The International Military Tribunal, sitting at Nuremberg in 1945 and 1946, confirmed the limited scope of crimes against humanity in its final judgment. Although there was frequent reference to the preparations for the war and for the Nazi atrocities committed in the early years of the Third Reich, no conviction was registered for any act committed prior to 1 September 1939.[19]

Defining genocide

Dissatisfaction and frustration with the limited concept of ‘crimes against humanity’ emerged in the final months of 1946, within days of the judgment at Nuremberg. The initiatives came from States in what would later be called the ‘third world’, specifically India, Cuba, Panama and Saudi Arabia. Unlike the great powers, who feared that a broad scope for the term ‘crimes against humanity’ might ultimately rebound to challenge repressive acts committed by them within their far-flung empires, the vulnerable emerging states of the underdeveloped world contemplated an instrument that would protect them. For the latter, it was a priority to recognize international criminalisation of atrocities in peacetime, that is, applicable during the banal everyday reality of colonial and post-colonial societies. They sought and obtained this recognition, but only for a more narrowly described form of crime against humanity, genocide. Article II of the 1948 Genocide Convention defined genocide as follows:

In the present Convention, genocide means any of the following acts committed with intent to destroy, in whole or in part, a national, ethnical, racial or religious group, as such:

(a) Killing members of the group;

(b) Causing serious bodily or mental harm to members of the group;

(c) Deliberately inflicting on the group conditions of life calculated to bring about its physical destruction in whole or in part;

(d) Imposing measures intended to prevent births within the group;

(e) Forcibly transferring children of the group to another group.

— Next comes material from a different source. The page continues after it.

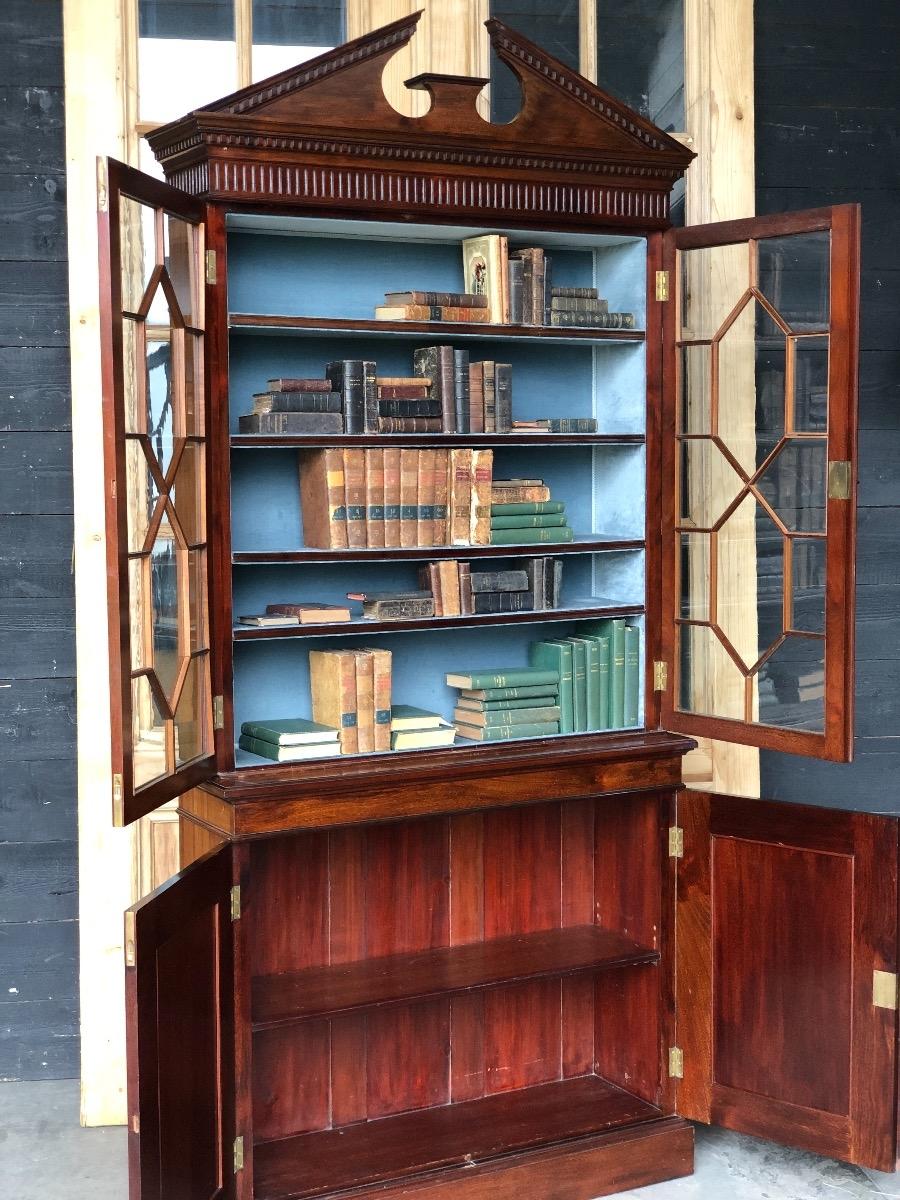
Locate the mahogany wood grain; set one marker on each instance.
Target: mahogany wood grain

This was not the first attempt to definite the term. In 1944, Lemkin had proposed the following definition:

[A] co-ordinated plan of different actions aiming at the destruction of essential foundations of the life of national groups, with the aim of annihilating the groups themselves. The objective of such a plan would be disintegration of the political and social institutions of culture, language, national feelings, religion, and the economic existence of national groups and the destruction of the personal security, liberty, health, dignity and even the lives of the individuals belonging to such groups. Genocide is directed against the national group as an entity, and the actions involved are directed against individuals, not in their individual capacity, but as members of the national group.[20]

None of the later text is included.